To enhance control and prevention strategies, it is essential to rapidly and accurately identify Brucella species, thereby reducing the impact of the disease and its related complications. Given the high prevalence of brucellosis in Hamadan Province and the limited number of studies comparing the frequency and virulence of animal and human strains, this study aims to molecularly identify Brucella species isolated from both livestock and humans in Hamadan. Additionally, the research seeks to investigate the presence of key virulence factor genes in these isolates using multiplex PCR, with the goal of better understanding their pathogenic potential and supporting the development of targeted interventions.


Materials and Methods

Collecting Samples

In this study, a total of 100 blood samples were collected from patients suspected of having brucellosis at the Infectious Diseases Department of Sina Hospital in Hamadan. Additionally, 100 animal samples, including lymph nodes, abortive materials, mammary fluid, amniotic fluid, and milk from livestock (e.g., sheep, cattle, and goats), were obtained from various regions of Hamadan Province. These samples were selected based on positive serum tests and were collected between November 2021 and October 2022. The human participants were thoroughly categorized based on gender, age, education level, urban or rural residence, occupation, and clinical symptoms. Similarly, the infected livestock were classified according to demographic data, geographic location, age, and gender.

Brucella Isolation

For Brucella spp. isolation, human blood samples were transferred to suitable culture media. The study employed the BACTEC blood culture system (BD9050, USA), an automated system for microbiological growth detection. The samples were incubated for a period ranging from 7 days to 21 days at 37°C. In addition, any vials showing positive microbial growth were subsequently cultured on blood agar plates and incubated for an additional 3–7 days in a conventional incubator and a 10% CO₂ incubator. To isolate Brucella spp. from animal samples, specimens were cultured on Brucella agar medium supplemented with 5% bovine serum, dextrose, and a combination of antibiotics (i.e., cycloheximide, bacitracin, polymyxin B sulfate, vancomycin, nalidixic acid, and nystatin) and incubated for 3–7 days in both a 10% CO₂ incubator and a conventional incubator at 37°C. Bacterial cultivation was performed in a dedicated, isolated environment within a laboratory equipped with biosafety level 3. All necessary precautions were diligently observed, including the use of protective equipment to ensure the safety of the researchers.

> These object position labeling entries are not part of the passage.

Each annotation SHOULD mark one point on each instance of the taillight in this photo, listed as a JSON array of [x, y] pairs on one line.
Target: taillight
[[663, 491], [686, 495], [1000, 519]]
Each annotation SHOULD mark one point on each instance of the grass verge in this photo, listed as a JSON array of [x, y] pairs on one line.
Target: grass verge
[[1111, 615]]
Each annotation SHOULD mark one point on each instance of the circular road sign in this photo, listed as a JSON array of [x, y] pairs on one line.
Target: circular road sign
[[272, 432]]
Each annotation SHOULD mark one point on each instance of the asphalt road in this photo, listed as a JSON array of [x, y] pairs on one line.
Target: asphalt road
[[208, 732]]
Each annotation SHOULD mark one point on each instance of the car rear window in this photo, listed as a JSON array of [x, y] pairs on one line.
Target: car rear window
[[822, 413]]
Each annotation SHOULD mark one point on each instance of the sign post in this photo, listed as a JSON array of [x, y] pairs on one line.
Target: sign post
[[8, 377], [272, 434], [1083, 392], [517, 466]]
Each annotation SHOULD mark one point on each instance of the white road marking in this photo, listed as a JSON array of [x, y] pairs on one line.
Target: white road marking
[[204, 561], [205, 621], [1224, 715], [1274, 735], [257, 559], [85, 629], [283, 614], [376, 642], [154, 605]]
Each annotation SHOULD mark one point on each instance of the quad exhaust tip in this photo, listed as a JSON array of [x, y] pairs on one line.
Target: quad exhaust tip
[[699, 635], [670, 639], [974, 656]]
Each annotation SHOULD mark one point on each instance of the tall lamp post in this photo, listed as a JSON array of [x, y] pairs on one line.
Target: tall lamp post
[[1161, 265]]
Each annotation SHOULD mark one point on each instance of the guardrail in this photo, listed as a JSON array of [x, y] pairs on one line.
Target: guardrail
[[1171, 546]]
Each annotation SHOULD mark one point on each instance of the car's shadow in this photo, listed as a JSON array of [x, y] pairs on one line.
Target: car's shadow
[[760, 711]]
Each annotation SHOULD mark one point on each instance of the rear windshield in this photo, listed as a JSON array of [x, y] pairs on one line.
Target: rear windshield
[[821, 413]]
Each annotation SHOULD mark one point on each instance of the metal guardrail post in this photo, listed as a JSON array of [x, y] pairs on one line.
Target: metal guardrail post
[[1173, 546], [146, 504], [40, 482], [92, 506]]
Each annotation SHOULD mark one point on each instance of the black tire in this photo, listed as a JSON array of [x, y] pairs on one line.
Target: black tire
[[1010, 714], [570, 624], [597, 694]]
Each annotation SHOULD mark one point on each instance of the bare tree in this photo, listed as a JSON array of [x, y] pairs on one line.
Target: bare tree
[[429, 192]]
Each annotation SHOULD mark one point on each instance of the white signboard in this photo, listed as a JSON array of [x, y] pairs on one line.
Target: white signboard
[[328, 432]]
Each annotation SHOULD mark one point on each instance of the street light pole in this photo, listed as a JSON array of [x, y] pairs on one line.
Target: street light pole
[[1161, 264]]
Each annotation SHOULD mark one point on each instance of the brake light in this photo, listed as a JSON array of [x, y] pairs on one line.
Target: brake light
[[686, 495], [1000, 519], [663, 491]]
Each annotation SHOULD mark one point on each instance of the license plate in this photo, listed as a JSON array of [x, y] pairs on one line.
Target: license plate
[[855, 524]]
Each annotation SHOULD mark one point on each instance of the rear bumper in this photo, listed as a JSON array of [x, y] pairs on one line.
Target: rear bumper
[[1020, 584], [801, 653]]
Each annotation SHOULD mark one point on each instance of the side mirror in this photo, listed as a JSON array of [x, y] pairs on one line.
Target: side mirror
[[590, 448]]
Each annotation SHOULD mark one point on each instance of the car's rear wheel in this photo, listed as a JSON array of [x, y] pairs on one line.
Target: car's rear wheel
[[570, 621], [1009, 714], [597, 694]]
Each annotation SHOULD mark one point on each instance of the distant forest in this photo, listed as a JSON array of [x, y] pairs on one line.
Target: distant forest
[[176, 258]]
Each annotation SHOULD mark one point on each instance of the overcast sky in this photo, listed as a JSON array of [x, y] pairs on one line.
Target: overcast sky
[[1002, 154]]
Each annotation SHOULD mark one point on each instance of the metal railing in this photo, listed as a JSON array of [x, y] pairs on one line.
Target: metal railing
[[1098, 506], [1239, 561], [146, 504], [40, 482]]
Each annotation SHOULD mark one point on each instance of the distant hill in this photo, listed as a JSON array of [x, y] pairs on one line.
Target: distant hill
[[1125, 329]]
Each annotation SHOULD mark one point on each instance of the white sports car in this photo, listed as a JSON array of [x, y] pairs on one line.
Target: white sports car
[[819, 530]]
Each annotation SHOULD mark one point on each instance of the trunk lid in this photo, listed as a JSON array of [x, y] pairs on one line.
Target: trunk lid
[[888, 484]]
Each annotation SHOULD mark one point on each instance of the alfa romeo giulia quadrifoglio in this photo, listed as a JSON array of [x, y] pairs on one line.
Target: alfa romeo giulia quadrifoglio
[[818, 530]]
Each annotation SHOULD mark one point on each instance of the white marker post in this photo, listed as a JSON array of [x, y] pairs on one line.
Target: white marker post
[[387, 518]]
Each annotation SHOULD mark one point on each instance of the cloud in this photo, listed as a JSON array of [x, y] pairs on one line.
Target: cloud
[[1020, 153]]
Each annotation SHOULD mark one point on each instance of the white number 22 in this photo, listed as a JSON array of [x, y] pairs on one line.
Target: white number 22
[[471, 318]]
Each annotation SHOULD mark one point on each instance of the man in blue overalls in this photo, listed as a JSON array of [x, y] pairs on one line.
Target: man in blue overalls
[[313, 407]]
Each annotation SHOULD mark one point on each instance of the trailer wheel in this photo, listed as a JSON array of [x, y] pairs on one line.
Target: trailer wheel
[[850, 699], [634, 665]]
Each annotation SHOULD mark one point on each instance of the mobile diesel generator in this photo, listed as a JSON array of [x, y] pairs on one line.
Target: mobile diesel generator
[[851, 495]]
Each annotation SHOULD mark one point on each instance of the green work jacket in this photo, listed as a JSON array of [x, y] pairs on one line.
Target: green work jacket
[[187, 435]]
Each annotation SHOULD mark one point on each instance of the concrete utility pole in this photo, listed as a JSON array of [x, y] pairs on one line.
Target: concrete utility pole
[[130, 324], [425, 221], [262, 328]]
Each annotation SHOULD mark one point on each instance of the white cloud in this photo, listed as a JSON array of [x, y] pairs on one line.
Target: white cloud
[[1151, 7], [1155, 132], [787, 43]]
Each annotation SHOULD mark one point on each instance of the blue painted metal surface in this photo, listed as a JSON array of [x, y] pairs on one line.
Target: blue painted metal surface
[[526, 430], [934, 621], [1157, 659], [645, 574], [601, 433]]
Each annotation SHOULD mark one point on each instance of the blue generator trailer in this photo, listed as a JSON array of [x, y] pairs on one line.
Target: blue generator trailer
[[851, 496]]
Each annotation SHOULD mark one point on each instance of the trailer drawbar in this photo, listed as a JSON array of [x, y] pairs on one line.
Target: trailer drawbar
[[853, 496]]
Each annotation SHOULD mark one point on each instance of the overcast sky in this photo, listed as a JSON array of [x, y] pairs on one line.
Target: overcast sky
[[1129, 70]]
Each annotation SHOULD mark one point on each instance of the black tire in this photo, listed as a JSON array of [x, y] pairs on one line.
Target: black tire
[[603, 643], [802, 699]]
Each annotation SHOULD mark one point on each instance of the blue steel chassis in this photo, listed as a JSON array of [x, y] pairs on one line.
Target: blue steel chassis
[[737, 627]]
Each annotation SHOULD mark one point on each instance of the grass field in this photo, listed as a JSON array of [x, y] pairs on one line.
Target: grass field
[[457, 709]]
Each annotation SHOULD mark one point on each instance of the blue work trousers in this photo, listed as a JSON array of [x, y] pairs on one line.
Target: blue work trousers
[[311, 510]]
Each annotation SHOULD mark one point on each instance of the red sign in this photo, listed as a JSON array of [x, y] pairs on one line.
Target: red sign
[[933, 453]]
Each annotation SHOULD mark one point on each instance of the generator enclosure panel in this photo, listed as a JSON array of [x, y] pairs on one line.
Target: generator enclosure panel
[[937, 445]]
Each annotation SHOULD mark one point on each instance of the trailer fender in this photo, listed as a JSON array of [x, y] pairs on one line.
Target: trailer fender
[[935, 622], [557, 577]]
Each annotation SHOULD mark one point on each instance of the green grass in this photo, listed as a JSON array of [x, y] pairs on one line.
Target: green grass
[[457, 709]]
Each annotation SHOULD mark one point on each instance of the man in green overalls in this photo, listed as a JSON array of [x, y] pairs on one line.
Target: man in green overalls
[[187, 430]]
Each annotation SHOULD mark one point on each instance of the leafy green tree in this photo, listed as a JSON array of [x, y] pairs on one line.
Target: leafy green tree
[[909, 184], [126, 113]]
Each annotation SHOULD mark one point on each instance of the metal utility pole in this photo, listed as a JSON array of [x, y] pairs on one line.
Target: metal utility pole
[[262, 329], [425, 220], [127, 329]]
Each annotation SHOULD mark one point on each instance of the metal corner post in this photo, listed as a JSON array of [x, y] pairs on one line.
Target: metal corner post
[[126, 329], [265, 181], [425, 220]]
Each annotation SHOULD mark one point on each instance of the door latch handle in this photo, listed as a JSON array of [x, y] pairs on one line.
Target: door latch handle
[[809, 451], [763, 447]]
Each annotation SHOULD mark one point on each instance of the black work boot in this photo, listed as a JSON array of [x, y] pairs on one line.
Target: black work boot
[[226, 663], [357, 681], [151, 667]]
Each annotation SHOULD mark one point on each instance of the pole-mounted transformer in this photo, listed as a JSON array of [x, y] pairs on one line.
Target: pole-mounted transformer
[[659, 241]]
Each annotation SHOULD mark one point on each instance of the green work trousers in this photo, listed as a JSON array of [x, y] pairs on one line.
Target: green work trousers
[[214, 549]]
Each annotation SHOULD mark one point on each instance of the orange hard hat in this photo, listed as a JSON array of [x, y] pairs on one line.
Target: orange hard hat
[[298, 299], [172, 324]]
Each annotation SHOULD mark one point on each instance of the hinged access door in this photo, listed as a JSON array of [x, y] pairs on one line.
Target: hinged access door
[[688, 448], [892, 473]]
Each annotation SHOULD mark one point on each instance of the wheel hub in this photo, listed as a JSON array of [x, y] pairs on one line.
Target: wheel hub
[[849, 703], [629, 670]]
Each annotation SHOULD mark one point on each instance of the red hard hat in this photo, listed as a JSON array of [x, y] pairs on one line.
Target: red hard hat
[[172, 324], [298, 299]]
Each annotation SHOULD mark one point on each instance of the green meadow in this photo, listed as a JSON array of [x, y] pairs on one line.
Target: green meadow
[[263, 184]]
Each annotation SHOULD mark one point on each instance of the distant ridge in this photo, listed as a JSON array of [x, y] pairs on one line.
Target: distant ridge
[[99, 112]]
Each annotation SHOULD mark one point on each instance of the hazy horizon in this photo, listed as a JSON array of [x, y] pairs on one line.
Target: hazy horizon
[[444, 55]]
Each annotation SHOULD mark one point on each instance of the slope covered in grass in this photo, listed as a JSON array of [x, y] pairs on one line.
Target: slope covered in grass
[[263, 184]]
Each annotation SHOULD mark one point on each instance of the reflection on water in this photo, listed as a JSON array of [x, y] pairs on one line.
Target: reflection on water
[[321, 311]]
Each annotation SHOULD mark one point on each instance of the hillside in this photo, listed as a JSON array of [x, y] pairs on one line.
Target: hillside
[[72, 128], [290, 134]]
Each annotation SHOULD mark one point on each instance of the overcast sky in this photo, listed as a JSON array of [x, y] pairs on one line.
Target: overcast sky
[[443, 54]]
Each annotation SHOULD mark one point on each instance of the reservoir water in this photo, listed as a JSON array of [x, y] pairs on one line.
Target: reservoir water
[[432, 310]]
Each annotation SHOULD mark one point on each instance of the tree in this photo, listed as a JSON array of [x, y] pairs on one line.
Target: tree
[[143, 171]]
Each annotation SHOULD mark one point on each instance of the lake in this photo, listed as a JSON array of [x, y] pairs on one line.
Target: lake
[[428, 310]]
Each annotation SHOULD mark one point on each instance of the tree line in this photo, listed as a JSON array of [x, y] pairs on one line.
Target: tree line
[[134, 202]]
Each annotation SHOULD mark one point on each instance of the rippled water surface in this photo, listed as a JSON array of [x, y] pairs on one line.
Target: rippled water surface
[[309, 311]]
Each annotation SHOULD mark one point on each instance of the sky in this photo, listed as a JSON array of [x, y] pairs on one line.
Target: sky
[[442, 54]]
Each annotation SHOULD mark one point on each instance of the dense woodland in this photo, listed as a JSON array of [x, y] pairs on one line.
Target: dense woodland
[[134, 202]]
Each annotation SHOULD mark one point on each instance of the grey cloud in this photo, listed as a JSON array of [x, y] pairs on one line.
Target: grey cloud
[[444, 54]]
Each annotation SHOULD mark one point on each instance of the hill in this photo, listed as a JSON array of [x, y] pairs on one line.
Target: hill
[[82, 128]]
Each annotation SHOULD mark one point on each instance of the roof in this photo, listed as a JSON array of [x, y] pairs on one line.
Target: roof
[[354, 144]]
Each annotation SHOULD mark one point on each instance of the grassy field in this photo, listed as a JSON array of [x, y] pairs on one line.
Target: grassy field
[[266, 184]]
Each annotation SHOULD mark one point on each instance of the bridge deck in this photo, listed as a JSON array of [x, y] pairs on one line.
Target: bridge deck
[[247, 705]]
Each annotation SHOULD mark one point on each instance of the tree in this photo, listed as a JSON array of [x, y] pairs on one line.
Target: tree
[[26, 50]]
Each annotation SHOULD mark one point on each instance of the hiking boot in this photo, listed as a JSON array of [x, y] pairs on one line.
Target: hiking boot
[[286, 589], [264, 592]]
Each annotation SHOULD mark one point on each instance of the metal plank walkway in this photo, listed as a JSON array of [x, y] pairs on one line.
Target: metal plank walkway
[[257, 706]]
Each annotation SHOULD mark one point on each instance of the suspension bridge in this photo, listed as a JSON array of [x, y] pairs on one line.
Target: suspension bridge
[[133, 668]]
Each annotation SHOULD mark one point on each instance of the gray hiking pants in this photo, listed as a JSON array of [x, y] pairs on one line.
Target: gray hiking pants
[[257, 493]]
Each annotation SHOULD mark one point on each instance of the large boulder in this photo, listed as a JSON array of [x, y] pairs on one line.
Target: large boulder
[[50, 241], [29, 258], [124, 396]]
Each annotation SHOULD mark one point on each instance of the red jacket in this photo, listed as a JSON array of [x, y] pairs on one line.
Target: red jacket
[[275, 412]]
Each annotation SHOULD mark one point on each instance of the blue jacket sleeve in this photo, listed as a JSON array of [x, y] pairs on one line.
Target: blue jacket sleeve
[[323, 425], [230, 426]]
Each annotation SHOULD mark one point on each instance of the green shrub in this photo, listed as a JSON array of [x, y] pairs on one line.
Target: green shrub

All culture-positive samples were further subjected to biochemical testing, including urease, catalase, and oxidase assays, to confirm the presence of Brucella spp.

Molecular Detection of Brucella Species and Virulence Genes

Genomic DNA was extracted through a boiling method. A full loopful of bacterial colony was suspended in 300 μL of sterile distilled water and heated at 100°C for 15 minutes. The mixture was then centrifuged at 13,000 rpm, and the supernatant, which contained the DNA, was collected and stored at -20°C for subsequent analysis.

Following the isolation of Brucella spp., molecular identification was conducted using the PCR technique. A multiplex PCR approach was employed with primers B4-B5, which are genus-specific for Brucella, along with primers Ba-SP IS711 and Bm-SP IS711, specific for B. abortus and B. melitensis, respectively (Table 1). Subsequently, to detect the presence of virulence genes, including znuA, bvfA, omp25, omp31, and mviN, specific primers (Table 2) were used in multiplex PCR assays. All primers utilized in this study were synthesized by Metabion Company (Germany).


Table 1. Genus-Specific and Species-Specific Primers for Brucella melitensis and Brucella abortus
Target Genes Primer Sequences (5-3´) Size References
B4-B5 F: CGC-GCT-TGC-CTT-TCA-GGT-CTG
R: TGG-CTC-GGT-TGC-CAA-TAT-CAA
232 bp (26)
Meli-Is711 F: AAA-TCG-CGT-CCT-TGC-TGG-TCT-GA
R: TGC-CGA-TCA-CTT-AAG-GGC-CTT-CAT
731 bp (27)
Abor-Is711 F: GAC-GAA-CGG-AAT-TTT-TCC-AAT-CCC
R: TGC-CGA-TCA-CTT-AAG-GGC-CTT-CAT
498 bp (27)

Table 2. Sequences of Primers Specific to Virulence Factor Genes in Brucella spp.
Target Primer Sequence 5’-3’ Size References
mviN F: GCA-GAT-CAA-CCT-GCT-CAT-CA
R: GCC-ATA-GAT-CGC-CAG-AAT-A
344 bp (28)
omp25 F: CGT-ACC-TCA-CGG-CTG-GTA-TT
R: CGT-ACC-GGC-CAG-ATC-ATA-GT
188 bp (28)
omp31 F: GCT-GCT-CCT-GTT-GAC-ACC-TT
R: GCT-GAA-ATC-GAA-CCC-GTA-AC
257 bp (28)
znuA F: CTG-GGT-CCG-AGC-ATG-TTT-AT
R: AGG-CAT-CGA-GTT-TTT-CTC-CA
465 bp (28)
bvfA F: CTG-GGT-CCG-AGC-ATG-TTT-AT
R: CCG-CGC-TGA-TTT-CAT-CGC-TG
1282 bp (29)

To perform the multiplex PCR test, the final mixture used in the reaction contained 2 μL of DNA in a final volume of 25 μL, including 12 μL of standard master mix (Ampliqon-Denmark) and 2 μL of primers related to the Brucella genus (1 μL forward primer and 1 μL reverse primer), 2 μL of Bm-SP Is711 primer, 2 μL of BA-SP Is711 primer, and 7 μL of sterile distilled water. The PCR cycling conditions for detecting Brucella species consisted of an initial denaturation at 95°C for 3 minutes, followed by 35 amplification cycles consisting of 90 seconds at 95°C (denaturation), 60 seconds at 58 °C (annealing), and 60 seconds at 72°C (extension). A final extension step was carried out at 72 °C for 5 minutes.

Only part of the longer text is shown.